L’éloge dont il veut bien honorer mes théories est terriblement exagéré. La théorie de la relativité ne peut ni veut donner aucun système du monde, mais seulement une condition restrictive à laquelle les lois de la nature doivent se soumettre, comme par exemple les deux principaux axiomes de la thermodynamique. Celui-là même qui ne reconnaîtrait pas la théorie de la relativité se voit cependant obligé d’admettre une interprétation physique claire des coordonnées de l’espace et du temps. C’est justement à ce point de vue que pèchent les écrits de certains des savants cités par l’auteur.

L’ouvrage de l’un d’entre eux défend une thèse sans espoir qui, traduite en termes géométriques dirait ceci : « Parmi toutes les directions X possibles dans l’espace, il n’existe qu’une seule direction de coordonnée X absolue » (il s’agit en l’espèce d’un temps absolu devant être préposé aux transformations Lorentz), entreprise sans espoir appuyée sur quelques ambiguïtés involontaires mathématiques.

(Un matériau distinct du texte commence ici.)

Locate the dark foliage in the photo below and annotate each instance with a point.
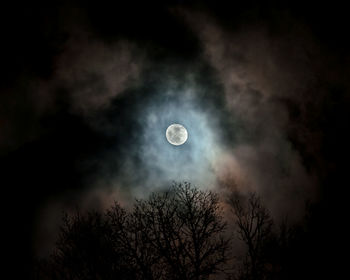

Un autre de ces savants ne remarque pas — abstraction faite de ce qu’il oublie d’interpréter physiquement l’espace et le temps — que la vitesse de la lumière conformément à l’expérience joue un rôle spécial. Les deux erreurs étroitement liées se cachent sous une enveloppe épaisse de formules mathématiques. Aucun homme raisonnable n’admettra cependant que le son se propage, relativement à l’air en repos, selon les mêmes lois que relativement à l’air en mouvement. L’expérience nous a appris, par contre, que, seule, la vitesse de la lumière est indépendante de l’état de mouvement du système de coordonnées.

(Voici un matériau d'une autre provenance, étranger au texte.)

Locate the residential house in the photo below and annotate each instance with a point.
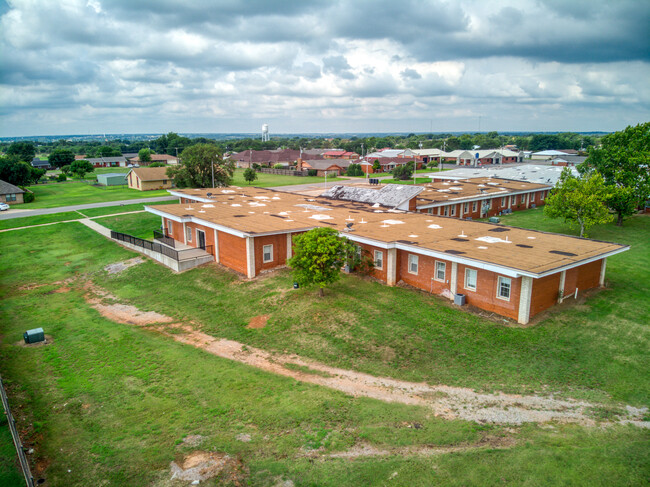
(148, 178)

On ne peut pas dire non plus que la théorie générale de la relativité ait abandonné, par rapport à la vitesse de la lumière, le principe de la continuité. La vitesse de la lumière, mesurée avec perche et horloge unitaires, dans l’entourage infinitésimal d’un point est toujours, dans la théorie de la relativité aussi, invariablement la même.

Albert EINSTEIN.


Je crois devoir joindre à cette préface quelques extraits d’une lettre de M. Einstein qui me paraissent éclairer la physionomie du savant allemand.

L. F.


Cher Monsieur, 5-VII-20

J’ai reçu, par notre ami Oppenheim, au retour d’un long voyage, votre amicale lettre du 19 juin. J’ai étudié votre intéressant travail et j’y ai pris beaucoup de plaisir (en particulier dans l’exposé du développement historique de la théorie)...........................................................

Parmi les savants français, Langevin a parfaitement pénétré la théorie de la relativité. C’est un esprit merveilleusement clair et un homme sympathique.......................................................

Je joins à ma lettre le curriculum vitae que vous souhaitez. — Je suis Allemand (israélite) de naissance, mais j’ai vécu en Suisse de l’âge de 15 à celui de 35 ans, sauf de courtes interruptions. J’ai conquis mes grades à Zurich; Je suis pacifiste, partisan d’une entente internationale et resté toujours fidèle dans ma ligne de conduite à cet idéal.

Agréez, .....................................................

A. EINSTEIN.


Voici les renseignements biographiques fournis par M. Einstein :

Albert Einstein est né à Ulm le i4 mars 1879. Il était âgé de six semaines lorsque ses parents émigrèrent vers Munich où il passa son enfonce et fréquenta les écoles jusqu’à sa quatorzième année. A quinze ans il se rendit en Suisse, resta un an au collège de Aarau et y obtint son abiturium. Il étudia ensuite les mathématiques et la physique à Zurich. En 1902, Einstein fut attaché au bureau des brevets à Berne et prépara simultanément son examen du doctorat auquel il fut admis en 1905. Il fut appelé comme professeur à l’Université de Zurich en 1909, à celle de Prague en 1911 et retourna à Zurich en 1912 comme professeur au Polytechnikum, qu’il quitta en 1914 pour aller occuper un siège à l’académie royale de Prusse à Berlin. Il est également directeur de l’Institut Kaiser-Wilhelm pour la physique.